Secondly, I have data that runs into GigaBytes … what strategy I should apply in order to solve my problem? If I solve my problem in pieces, I am afraid ,the memory transfer between CPU and GPU will take too much time.
There are only two physical kinds of memory (if you don’t count registers) on current GPUs:
global memory (off chip), sometimes called “device” memory
shared memory (on chip)
However, you can access global memory in a few different ways:
direct access with pointers (this is usually what people mean when they say “global” or “device” memory in the context of a kernel, rather than talking about hardware)
through the texture cache, which is what you do when you are accessing “texture memory”
thread-local storage
So “local”, “global”, and “texture” memory are physically the same thing, and you can use the 384 MB (minus some overhead for CUDA) for any combination of the above. (There are some dimensionality limits on textures, but no explicit size restrictions.) Shared memory is separate, and not counted because it is a tiny contribution anyway. The 8800 GS has 12 multiprocessors, so that is a total of 192 kB of shared memory.

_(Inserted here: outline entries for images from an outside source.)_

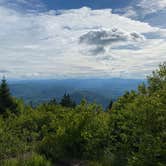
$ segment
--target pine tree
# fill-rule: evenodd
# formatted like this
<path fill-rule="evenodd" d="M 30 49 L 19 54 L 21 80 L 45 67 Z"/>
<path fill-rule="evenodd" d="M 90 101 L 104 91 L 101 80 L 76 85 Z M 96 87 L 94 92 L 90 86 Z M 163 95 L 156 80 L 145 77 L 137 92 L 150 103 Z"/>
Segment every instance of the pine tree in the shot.
<path fill-rule="evenodd" d="M 112 106 L 113 106 L 113 101 L 111 100 L 110 103 L 109 103 L 109 105 L 108 105 L 108 110 L 111 110 Z"/>
<path fill-rule="evenodd" d="M 14 111 L 16 104 L 10 94 L 6 79 L 3 78 L 0 85 L 0 114 L 3 114 L 7 109 Z"/>

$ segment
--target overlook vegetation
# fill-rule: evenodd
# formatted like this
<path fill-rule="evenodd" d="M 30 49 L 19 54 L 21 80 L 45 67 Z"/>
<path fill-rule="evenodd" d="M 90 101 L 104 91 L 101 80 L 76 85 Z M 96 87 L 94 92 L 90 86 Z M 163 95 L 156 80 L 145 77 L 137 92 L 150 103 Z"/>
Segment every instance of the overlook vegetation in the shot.
<path fill-rule="evenodd" d="M 107 111 L 65 94 L 36 107 L 0 86 L 2 166 L 165 166 L 166 63 Z M 68 104 L 66 104 L 68 102 Z"/>

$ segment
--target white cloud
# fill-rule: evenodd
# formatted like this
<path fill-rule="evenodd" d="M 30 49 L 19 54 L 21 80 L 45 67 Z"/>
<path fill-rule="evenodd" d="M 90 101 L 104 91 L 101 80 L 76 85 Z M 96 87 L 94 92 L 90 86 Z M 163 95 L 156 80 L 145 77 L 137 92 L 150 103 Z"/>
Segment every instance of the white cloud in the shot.
<path fill-rule="evenodd" d="M 166 9 L 166 0 L 141 0 L 137 6 L 144 9 L 147 13 L 152 13 Z"/>
<path fill-rule="evenodd" d="M 0 22 L 0 70 L 7 71 L 8 77 L 143 77 L 165 58 L 166 46 L 158 45 L 159 39 L 142 40 L 144 33 L 159 33 L 159 28 L 112 14 L 109 9 L 26 14 L 1 6 Z M 114 28 L 119 42 L 113 49 Z M 106 45 L 80 44 L 81 36 L 103 29 L 109 40 Z M 103 42 L 102 35 L 92 34 Z"/>

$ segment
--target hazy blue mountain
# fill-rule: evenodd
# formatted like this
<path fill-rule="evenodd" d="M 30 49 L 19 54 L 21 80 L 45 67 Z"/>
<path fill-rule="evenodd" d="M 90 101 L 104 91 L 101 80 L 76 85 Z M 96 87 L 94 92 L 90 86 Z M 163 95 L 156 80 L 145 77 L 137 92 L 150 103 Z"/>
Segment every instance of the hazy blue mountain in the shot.
<path fill-rule="evenodd" d="M 143 80 L 134 79 L 66 79 L 66 80 L 29 80 L 11 81 L 12 94 L 22 98 L 26 103 L 34 104 L 56 98 L 58 101 L 63 94 L 70 93 L 79 103 L 82 98 L 89 102 L 96 101 L 103 106 L 110 99 L 116 100 L 125 91 L 136 89 Z"/>

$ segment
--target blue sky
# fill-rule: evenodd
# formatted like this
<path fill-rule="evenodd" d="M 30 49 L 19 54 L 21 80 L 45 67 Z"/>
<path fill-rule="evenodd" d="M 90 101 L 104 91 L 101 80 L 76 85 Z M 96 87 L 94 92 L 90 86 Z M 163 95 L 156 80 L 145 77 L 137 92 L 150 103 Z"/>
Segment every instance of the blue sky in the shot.
<path fill-rule="evenodd" d="M 166 60 L 165 0 L 0 0 L 0 75 L 145 78 Z"/>
<path fill-rule="evenodd" d="M 42 1 L 47 9 L 78 9 L 88 6 L 92 9 L 120 8 L 129 5 L 131 0 L 47 0 Z"/>

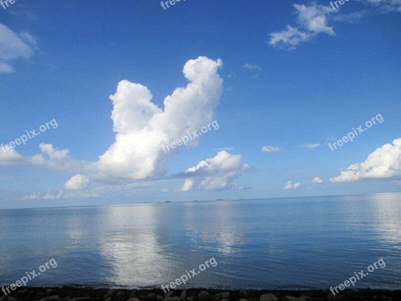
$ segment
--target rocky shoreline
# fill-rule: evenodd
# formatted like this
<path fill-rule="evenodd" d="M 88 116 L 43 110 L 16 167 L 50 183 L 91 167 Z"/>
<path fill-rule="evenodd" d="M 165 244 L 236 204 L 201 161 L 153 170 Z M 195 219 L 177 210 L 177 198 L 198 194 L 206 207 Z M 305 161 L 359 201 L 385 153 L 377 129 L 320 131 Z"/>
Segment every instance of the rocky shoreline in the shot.
<path fill-rule="evenodd" d="M 0 301 L 399 301 L 401 290 L 124 289 L 76 286 L 18 288 Z"/>

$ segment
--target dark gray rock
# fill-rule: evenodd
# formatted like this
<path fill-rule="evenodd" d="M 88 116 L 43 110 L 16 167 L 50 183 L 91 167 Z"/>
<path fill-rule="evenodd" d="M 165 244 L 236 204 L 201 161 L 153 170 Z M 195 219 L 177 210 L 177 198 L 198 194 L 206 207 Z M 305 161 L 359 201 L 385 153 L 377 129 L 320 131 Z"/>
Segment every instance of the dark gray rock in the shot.
<path fill-rule="evenodd" d="M 172 295 L 172 294 L 173 294 L 173 293 L 174 293 L 174 290 L 173 290 L 172 289 L 171 290 L 170 290 L 170 291 L 169 291 L 166 294 L 164 295 L 164 297 L 165 298 L 169 298 L 170 297 L 171 297 Z"/>
<path fill-rule="evenodd" d="M 284 301 L 306 301 L 303 298 L 296 298 L 292 296 L 286 296 Z"/>
<path fill-rule="evenodd" d="M 123 291 L 118 291 L 117 293 L 117 297 L 118 298 L 123 298 L 125 296 L 125 293 Z"/>
<path fill-rule="evenodd" d="M 24 288 L 24 289 L 21 289 L 21 290 L 19 290 L 18 292 L 17 293 L 17 295 L 19 296 L 22 296 L 23 297 L 25 297 L 29 292 L 29 290 L 28 288 Z"/>
<path fill-rule="evenodd" d="M 163 301 L 163 296 L 156 295 L 156 301 Z"/>
<path fill-rule="evenodd" d="M 58 295 L 49 296 L 41 299 L 39 301 L 61 301 L 61 298 Z"/>
<path fill-rule="evenodd" d="M 216 294 L 216 297 L 219 298 L 219 300 L 221 299 L 229 299 L 230 293 L 227 291 L 225 292 L 219 292 Z"/>
<path fill-rule="evenodd" d="M 209 293 L 206 290 L 202 290 L 197 295 L 198 301 L 209 301 Z"/>

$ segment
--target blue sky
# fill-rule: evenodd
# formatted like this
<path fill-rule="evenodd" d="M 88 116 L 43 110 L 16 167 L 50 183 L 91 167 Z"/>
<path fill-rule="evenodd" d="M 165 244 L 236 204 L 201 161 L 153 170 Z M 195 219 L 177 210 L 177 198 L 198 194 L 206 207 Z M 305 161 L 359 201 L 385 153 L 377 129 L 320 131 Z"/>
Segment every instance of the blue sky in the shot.
<path fill-rule="evenodd" d="M 401 190 L 401 0 L 169 6 L 0 6 L 0 208 Z"/>

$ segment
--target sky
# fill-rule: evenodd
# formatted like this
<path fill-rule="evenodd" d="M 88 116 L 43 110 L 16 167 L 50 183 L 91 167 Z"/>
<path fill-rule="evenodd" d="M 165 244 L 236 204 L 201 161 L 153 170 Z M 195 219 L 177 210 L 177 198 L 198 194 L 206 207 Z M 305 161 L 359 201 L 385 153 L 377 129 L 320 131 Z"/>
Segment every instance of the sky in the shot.
<path fill-rule="evenodd" d="M 401 0 L 2 3 L 0 209 L 401 191 Z"/>

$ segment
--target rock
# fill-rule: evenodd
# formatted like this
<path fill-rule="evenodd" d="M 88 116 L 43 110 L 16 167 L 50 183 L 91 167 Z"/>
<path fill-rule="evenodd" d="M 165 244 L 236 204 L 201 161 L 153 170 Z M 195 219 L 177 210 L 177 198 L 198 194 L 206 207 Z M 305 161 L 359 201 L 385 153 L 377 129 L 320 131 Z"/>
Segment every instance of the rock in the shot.
<path fill-rule="evenodd" d="M 184 288 L 179 296 L 179 301 L 186 301 L 186 289 Z"/>
<path fill-rule="evenodd" d="M 246 299 L 249 296 L 248 291 L 245 289 L 241 289 L 240 290 L 240 296 L 241 298 L 244 298 L 244 299 Z"/>
<path fill-rule="evenodd" d="M 146 301 L 155 301 L 156 294 L 154 292 L 149 292 L 146 296 Z"/>
<path fill-rule="evenodd" d="M 11 296 L 6 296 L 4 295 L 0 297 L 0 301 L 17 301 L 17 299 Z"/>
<path fill-rule="evenodd" d="M 179 297 L 178 296 L 170 297 L 169 298 L 166 298 L 163 301 L 179 301 Z"/>
<path fill-rule="evenodd" d="M 219 300 L 221 299 L 229 299 L 230 293 L 227 291 L 225 292 L 219 292 L 216 294 L 216 297 L 219 298 Z"/>
<path fill-rule="evenodd" d="M 54 289 L 48 288 L 46 289 L 46 294 L 47 294 L 48 296 L 55 296 L 59 294 L 59 293 Z"/>
<path fill-rule="evenodd" d="M 268 292 L 267 293 L 264 293 L 260 296 L 259 301 L 278 301 L 277 297 L 275 296 L 272 293 Z"/>
<path fill-rule="evenodd" d="M 167 292 L 166 294 L 164 295 L 165 298 L 169 298 L 172 295 L 172 294 L 174 293 L 174 290 L 170 290 L 168 292 Z"/>
<path fill-rule="evenodd" d="M 107 294 L 109 296 L 113 296 L 116 292 L 116 290 L 114 288 L 112 288 L 111 289 L 109 289 L 109 291 L 107 292 Z"/>
<path fill-rule="evenodd" d="M 27 294 L 28 294 L 28 292 L 29 292 L 29 290 L 28 288 L 24 288 L 24 289 L 21 289 L 21 290 L 19 290 L 17 294 L 19 296 L 22 296 L 23 297 L 25 297 Z"/>
<path fill-rule="evenodd" d="M 206 290 L 202 290 L 197 295 L 198 301 L 209 301 L 209 293 Z"/>
<path fill-rule="evenodd" d="M 118 298 L 123 298 L 125 296 L 125 293 L 123 291 L 118 291 L 117 292 L 117 297 Z"/>

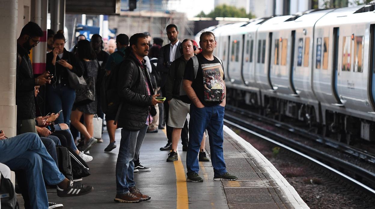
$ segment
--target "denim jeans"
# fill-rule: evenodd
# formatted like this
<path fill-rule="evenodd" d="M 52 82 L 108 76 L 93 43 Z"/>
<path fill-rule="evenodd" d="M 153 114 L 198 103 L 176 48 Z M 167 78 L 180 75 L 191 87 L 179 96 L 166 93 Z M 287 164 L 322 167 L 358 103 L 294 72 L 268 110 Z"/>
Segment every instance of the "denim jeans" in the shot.
<path fill-rule="evenodd" d="M 55 185 L 65 179 L 36 133 L 28 133 L 0 140 L 0 162 L 11 170 L 26 170 L 33 208 L 48 208 L 45 180 Z"/>
<path fill-rule="evenodd" d="M 121 130 L 121 141 L 116 163 L 117 194 L 126 194 L 129 191 L 129 187 L 135 185 L 134 162 L 138 158 L 148 126 L 145 124 L 137 131 L 131 131 L 123 128 Z"/>
<path fill-rule="evenodd" d="M 68 142 L 68 145 L 70 148 L 72 148 L 74 151 L 76 151 L 77 150 L 77 146 L 75 145 L 75 143 L 74 143 L 74 139 L 73 138 L 73 135 L 72 134 L 72 132 L 70 132 L 70 129 L 64 129 L 63 130 L 61 129 L 61 127 L 60 127 L 60 125 L 58 124 L 57 124 L 54 126 L 55 127 L 55 130 L 63 130 L 64 131 L 66 131 L 68 132 L 69 134 L 69 137 L 66 138 L 66 136 L 68 136 L 68 135 L 65 134 L 64 136 L 66 136 L 66 141 Z"/>
<path fill-rule="evenodd" d="M 56 85 L 56 88 L 52 85 L 47 85 L 47 93 L 50 111 L 56 113 L 63 110 L 60 116 L 55 121 L 55 123 L 66 123 L 70 127 L 70 116 L 75 99 L 75 90 L 67 86 L 62 86 L 60 84 Z"/>
<path fill-rule="evenodd" d="M 215 176 L 226 172 L 223 153 L 223 126 L 224 107 L 219 105 L 198 108 L 190 105 L 190 138 L 186 153 L 188 172 L 198 173 L 198 156 L 206 129 L 208 133 L 211 162 Z"/>

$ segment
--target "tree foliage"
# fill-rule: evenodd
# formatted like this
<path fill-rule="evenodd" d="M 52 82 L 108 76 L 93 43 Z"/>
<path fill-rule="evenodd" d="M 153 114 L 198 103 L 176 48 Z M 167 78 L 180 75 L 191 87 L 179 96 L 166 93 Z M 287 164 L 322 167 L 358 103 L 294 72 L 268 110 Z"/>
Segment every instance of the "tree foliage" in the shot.
<path fill-rule="evenodd" d="M 196 16 L 198 18 L 214 18 L 218 17 L 228 18 L 247 18 L 249 19 L 254 18 L 254 16 L 251 13 L 247 13 L 246 10 L 243 8 L 237 9 L 233 6 L 226 4 L 219 5 L 208 14 L 206 14 L 203 11 Z"/>

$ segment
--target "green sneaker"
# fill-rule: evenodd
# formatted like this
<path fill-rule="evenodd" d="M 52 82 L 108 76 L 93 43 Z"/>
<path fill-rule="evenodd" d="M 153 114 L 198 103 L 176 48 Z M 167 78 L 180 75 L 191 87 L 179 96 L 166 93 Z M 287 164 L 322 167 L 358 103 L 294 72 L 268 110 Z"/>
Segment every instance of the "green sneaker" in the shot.
<path fill-rule="evenodd" d="M 199 152 L 199 155 L 198 156 L 198 161 L 202 162 L 208 162 L 210 159 L 206 156 L 206 153 L 203 150 Z"/>
<path fill-rule="evenodd" d="M 221 176 L 214 176 L 214 181 L 234 181 L 237 180 L 238 178 L 236 176 L 231 175 L 229 173 L 225 173 Z"/>
<path fill-rule="evenodd" d="M 186 178 L 186 181 L 190 181 L 191 182 L 203 182 L 203 179 L 201 178 L 196 173 L 193 172 L 188 172 L 186 173 L 188 178 Z"/>
<path fill-rule="evenodd" d="M 177 154 L 177 153 L 174 151 L 173 150 L 171 152 L 169 153 L 168 155 L 168 158 L 166 159 L 167 162 L 173 162 L 178 160 L 178 156 Z"/>

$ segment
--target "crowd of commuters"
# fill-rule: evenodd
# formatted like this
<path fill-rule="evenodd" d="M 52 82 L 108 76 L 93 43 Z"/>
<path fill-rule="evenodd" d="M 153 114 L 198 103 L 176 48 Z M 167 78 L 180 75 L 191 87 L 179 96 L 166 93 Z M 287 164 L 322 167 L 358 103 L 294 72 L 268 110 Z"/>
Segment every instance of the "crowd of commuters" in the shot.
<path fill-rule="evenodd" d="M 122 101 L 117 108 L 105 111 L 110 137 L 105 152 L 117 147 L 115 132 L 122 128 L 115 202 L 139 202 L 151 198 L 137 188 L 134 173 L 151 170 L 141 163 L 140 153 L 146 133 L 156 133 L 158 129 L 166 129 L 167 144 L 160 149 L 170 151 L 167 162 L 178 160 L 177 147 L 182 139 L 182 151 L 187 151 L 187 181 L 203 181 L 198 175 L 198 161 L 210 161 L 204 152 L 206 133 L 214 180 L 237 179 L 227 172 L 223 156 L 225 76 L 221 61 L 212 55 L 216 44 L 214 35 L 202 33 L 200 48 L 193 40 L 180 41 L 175 25 L 168 25 L 166 31 L 170 42 L 164 46 L 162 39 L 153 39 L 148 32 L 130 39 L 119 34 L 116 41 L 108 42 L 109 53 L 103 50 L 99 34 L 93 35 L 90 41 L 80 35 L 76 44 L 68 51 L 63 32 L 54 34 L 49 30 L 45 71 L 33 75 L 28 55 L 43 33 L 34 22 L 24 27 L 17 40 L 17 136 L 8 138 L 0 132 L 0 163 L 17 170 L 26 208 L 62 207 L 48 202 L 45 182 L 57 185 L 60 197 L 92 190 L 91 186 L 68 179 L 59 170 L 56 146 L 69 148 L 86 162 L 93 160 L 89 150 L 103 141 L 93 137 L 93 120 L 95 115 L 105 119 L 100 92 L 107 76 L 116 78 L 116 96 Z M 78 87 L 72 84 L 74 76 L 86 84 Z M 38 99 L 40 86 L 44 88 L 46 99 L 41 104 L 43 111 Z M 162 96 L 165 102 L 159 98 Z M 54 131 L 48 128 L 51 126 Z M 81 140 L 77 145 L 78 132 Z"/>

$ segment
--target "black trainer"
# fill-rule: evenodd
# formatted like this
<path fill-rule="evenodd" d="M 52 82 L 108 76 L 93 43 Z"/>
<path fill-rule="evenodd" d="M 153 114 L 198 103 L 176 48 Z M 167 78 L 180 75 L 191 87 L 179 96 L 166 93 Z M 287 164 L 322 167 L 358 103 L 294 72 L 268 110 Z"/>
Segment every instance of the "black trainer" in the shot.
<path fill-rule="evenodd" d="M 198 156 L 198 161 L 202 162 L 208 162 L 210 159 L 206 156 L 206 153 L 203 150 L 199 152 L 199 155 Z"/>
<path fill-rule="evenodd" d="M 68 188 L 63 190 L 58 188 L 58 186 L 56 190 L 57 191 L 57 196 L 64 197 L 83 195 L 91 192 L 93 189 L 91 186 L 84 186 L 80 182 L 71 181 Z"/>
<path fill-rule="evenodd" d="M 138 165 L 134 166 L 134 170 L 136 169 L 138 170 L 138 171 L 148 171 L 151 170 L 151 168 L 143 166 L 140 162 Z"/>
<path fill-rule="evenodd" d="M 178 160 L 178 156 L 177 154 L 177 153 L 174 151 L 173 150 L 171 152 L 169 153 L 168 156 L 168 158 L 166 159 L 167 162 L 173 162 Z"/>
<path fill-rule="evenodd" d="M 64 208 L 64 205 L 62 204 L 58 204 L 51 202 L 48 202 L 48 209 L 57 209 L 63 208 Z"/>
<path fill-rule="evenodd" d="M 203 179 L 201 178 L 196 173 L 194 172 L 188 172 L 186 173 L 188 178 L 186 178 L 186 181 L 190 182 L 203 182 Z"/>
<path fill-rule="evenodd" d="M 221 176 L 216 176 L 213 177 L 214 181 L 234 181 L 237 180 L 238 178 L 233 175 L 231 175 L 229 173 L 225 173 Z"/>

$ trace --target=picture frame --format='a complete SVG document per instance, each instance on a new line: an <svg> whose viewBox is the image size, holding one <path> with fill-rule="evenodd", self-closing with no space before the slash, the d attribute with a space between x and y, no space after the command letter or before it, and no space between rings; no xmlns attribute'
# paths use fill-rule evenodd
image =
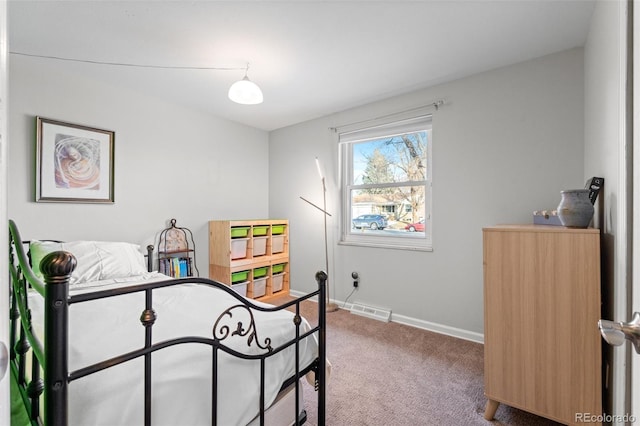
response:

As for dealing with large datasets, not sure what the best strategy is here. I don’t know if the 8800 GS supports asynchronous memory transfers overlapped with kernel calls. Depending on how much calculation you have to do per memory chunk, you could double buffer and transfer one block of data to/from the card while the other block is being used in a calculation.
PCI-Express 2.0 can move data at 3-6 GB/sec, depending on how good your motherboard and RAM are, and whether you use pinned memory on the host.
Oh, and I forgot constant memory. This is limited to 64kB, but it’s not clear to me where it lives physically. I assume it is also stored in global memory, but there is also a constant cache on each multiprocessor, 6-8 kB in size.